Also note that file Test.test need not exist.
--------------------------------------------------------------------
QUESTION NO : 74
QUESTION STATEMENT : Which of the following will not compile without
error?
CHOICES :
a) int i = 10;
int j = 4;
System.out.println(i||j);
b) int i = 10;
int j = 4;
System.out.println(i|j);
c) boolean b1=true;
boolean b2=true;
System.out.println(b1|b2);
d) boolean b1=true;
boolean b2=true;
System.out.println(b1||b2);
CORRECT ANSWER : a
EXPLANATION :
A is correct as Option A will not compile because it is an attempt to perform
a logical OR operation on a an integral types. A logical OR can only be performed
with boolean arguments. B and C are correct as '|' is bitwise OR operator which
is applicable to integer as well as boolean types. D is also correct as '||'
is logical short-circuit OR operator which is applicable to boolean types.

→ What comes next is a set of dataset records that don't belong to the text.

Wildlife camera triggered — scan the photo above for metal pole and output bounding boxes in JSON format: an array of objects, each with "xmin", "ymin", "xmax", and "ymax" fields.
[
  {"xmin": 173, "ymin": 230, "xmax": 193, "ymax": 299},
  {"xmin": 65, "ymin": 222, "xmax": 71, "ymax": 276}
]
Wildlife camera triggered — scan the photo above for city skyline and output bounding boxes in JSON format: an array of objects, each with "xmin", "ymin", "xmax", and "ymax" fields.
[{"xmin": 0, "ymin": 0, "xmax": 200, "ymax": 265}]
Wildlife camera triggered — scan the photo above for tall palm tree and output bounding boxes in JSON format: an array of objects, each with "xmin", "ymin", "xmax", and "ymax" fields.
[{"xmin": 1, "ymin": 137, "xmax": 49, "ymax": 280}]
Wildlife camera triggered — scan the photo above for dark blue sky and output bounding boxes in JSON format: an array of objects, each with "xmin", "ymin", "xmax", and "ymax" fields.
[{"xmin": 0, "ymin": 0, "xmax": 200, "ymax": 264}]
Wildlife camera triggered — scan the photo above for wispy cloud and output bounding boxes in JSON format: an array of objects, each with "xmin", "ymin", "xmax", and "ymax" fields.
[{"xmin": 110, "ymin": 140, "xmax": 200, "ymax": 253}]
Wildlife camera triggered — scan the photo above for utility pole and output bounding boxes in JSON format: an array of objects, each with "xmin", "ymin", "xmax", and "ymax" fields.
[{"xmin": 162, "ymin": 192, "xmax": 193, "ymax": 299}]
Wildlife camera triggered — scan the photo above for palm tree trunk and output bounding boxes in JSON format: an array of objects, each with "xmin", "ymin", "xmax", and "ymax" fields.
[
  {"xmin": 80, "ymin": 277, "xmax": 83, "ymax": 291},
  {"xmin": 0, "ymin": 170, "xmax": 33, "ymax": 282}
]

--------------------------------------------------------------------
QUESTION NO : 75
QUESTION STATEMENT : A class can be abstract without an abstract method.
True/False?
CHOICES :
a) True
b) False
CORRECT ANSWER : a
EXPLANATION :
There need not be an abstract method for a class to be abstract but if there
is an abstract method then the class has to be abstract.
--------------------------------------------------------------------
QUESTION NO : 76
QUESTION STATEMENT : char is the only unsigned integral primitive type
in Java. True/False?
CHOICES :
a) True
b) False
CORRECT ANSWER : a
EXPLANATION :
Yes char is the only unsigned integral primitive type in Java. Others are signed.

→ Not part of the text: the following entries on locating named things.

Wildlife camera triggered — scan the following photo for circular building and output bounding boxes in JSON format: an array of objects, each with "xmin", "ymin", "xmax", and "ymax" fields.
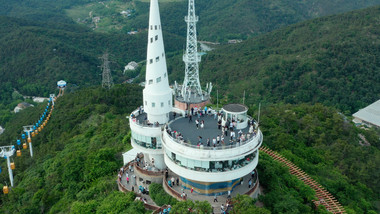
[{"xmin": 162, "ymin": 104, "xmax": 263, "ymax": 195}]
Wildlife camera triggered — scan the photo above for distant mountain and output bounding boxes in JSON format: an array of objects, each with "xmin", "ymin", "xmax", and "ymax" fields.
[
  {"xmin": 0, "ymin": 0, "xmax": 380, "ymax": 41},
  {"xmin": 169, "ymin": 7, "xmax": 380, "ymax": 113},
  {"xmin": 0, "ymin": 17, "xmax": 182, "ymax": 95}
]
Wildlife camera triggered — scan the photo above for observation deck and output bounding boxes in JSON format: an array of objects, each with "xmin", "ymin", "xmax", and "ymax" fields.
[
  {"xmin": 127, "ymin": 109, "xmax": 174, "ymax": 154},
  {"xmin": 162, "ymin": 103, "xmax": 263, "ymax": 183}
]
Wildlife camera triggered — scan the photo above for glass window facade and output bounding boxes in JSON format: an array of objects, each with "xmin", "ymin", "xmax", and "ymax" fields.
[{"xmin": 166, "ymin": 150, "xmax": 257, "ymax": 172}]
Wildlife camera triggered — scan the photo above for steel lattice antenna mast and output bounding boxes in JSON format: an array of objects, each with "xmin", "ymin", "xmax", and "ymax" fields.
[
  {"xmin": 181, "ymin": 0, "xmax": 203, "ymax": 100},
  {"xmin": 100, "ymin": 52, "xmax": 113, "ymax": 89}
]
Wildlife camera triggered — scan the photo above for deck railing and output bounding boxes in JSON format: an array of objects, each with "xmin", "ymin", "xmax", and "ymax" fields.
[
  {"xmin": 164, "ymin": 125, "xmax": 263, "ymax": 150},
  {"xmin": 134, "ymin": 162, "xmax": 164, "ymax": 176}
]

--------------------------------------------------------------------
QUESTION NO : 77
QUESTION STATEMENT : Which of the following are not the methods of the
Runnable interface?
CHOICES :
a) run
b) start
c) yield
d) stop
CORRECT ANSWER : bcd
EXPLANATION :
B, C and D are correct as the Runnable interface has only one method run that
needs to be created in any class that implements it. The start method which
belongs to Thread class calls the run method.
--------------------------------------------------------------------
QUESTION NO : 78
QUESTION STATEMENT : Which of the following can be used to define a
constructor for this class, given the following code?
public class Test
{
...
}
CHOICES :
a) public void Test() {...}
b) public Test() {...}
c) public static Test() {...}
d) public static void Test() {...}
CORRECT ANSWER : b
EXPLANATION :
B is correct. The constructor can't have return type and also it can't be static.
Thus A,C and D are incorrect.
--------------------------------------------------------------------
QUESTION NO : 79
QUESTION STATEMENT : What will happen when you compile and run the following
code?
import java.util.*;
public abstract interface Test1
{
public void test();
}
public class Test2 implements Test1
{
public void test(){}
}
CHOICES :
a) Compilation Error
b) Runtime Exception
c) Compiles without error
d) None of these
CORRECT ANSWER : a
EXPLANATION :
A is correct as in the same Java file there can't be more than one public class/interface.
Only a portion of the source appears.